Posted: Thu Mar 04, 2010 11:20 pm
by rleishman
I have a job that uses the Change Capture Stage to identify differences between two similar data sets. Both data sets are pre-sorted and partitioned on the change-key. Each data set has 1M rows. I want it to stream the output straight through, but it is writing the entire thing to scratch disk before outputting a single row.

Watching DataStage as it runs, the CC stage accepts inputs from the two pre-sorted sources simultaneuosly and at roughly the same speed, but it does not output ANYTHING until the two sources are completely consumed. After the inputs complete, it then pauses for 30 seconds or so and starts outputting the combined dataset.

Looking at the Scratch disk whilst this is happening, I can see it creating files. This doesn't seem necessary to me because it does not need to sort the data.

I suspect that it is unneccessarily sorting my data, but do not know how to make it stop. In the Partitioning tab of the CC Input tab, I am NOT checking the box that asks it to force a sort.

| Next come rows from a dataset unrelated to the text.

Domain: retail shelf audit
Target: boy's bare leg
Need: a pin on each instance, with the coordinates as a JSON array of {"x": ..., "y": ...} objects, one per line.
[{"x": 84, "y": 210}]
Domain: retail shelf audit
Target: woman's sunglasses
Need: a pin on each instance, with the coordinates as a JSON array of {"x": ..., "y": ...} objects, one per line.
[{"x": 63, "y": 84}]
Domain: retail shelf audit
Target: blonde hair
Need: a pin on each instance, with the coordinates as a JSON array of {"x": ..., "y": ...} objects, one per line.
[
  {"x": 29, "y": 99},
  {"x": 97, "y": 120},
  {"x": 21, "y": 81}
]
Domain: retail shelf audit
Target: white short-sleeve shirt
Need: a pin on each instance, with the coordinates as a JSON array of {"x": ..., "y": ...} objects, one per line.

Question: Is this normal? If I ask it to force a sort, it does take a little bit longer, but does not use more temp space.

I want it to stream the output without writing it to scratch.

Posted: Thu Mar 04, 2010 11:47 pm
by ray.wurlod
Take a look at the score to see whether tsort operators and/or buffer operators are being inserted.

Add explicit Sort stages on the input links, with sort mode set to "don't sort, already sorted" (to prevent insertion of tsort operators) and with memory boosted as high as you can afford.

Posted: Fri Mar 05, 2010 7:01 am
by sohasaid
Also you can uncheck the APT_SORT_INSERTION environment variable.

Posted: Wed Mar 10, 2010 6:45 am
by rleishman
Both suggestions work perfectly. Thanks guys.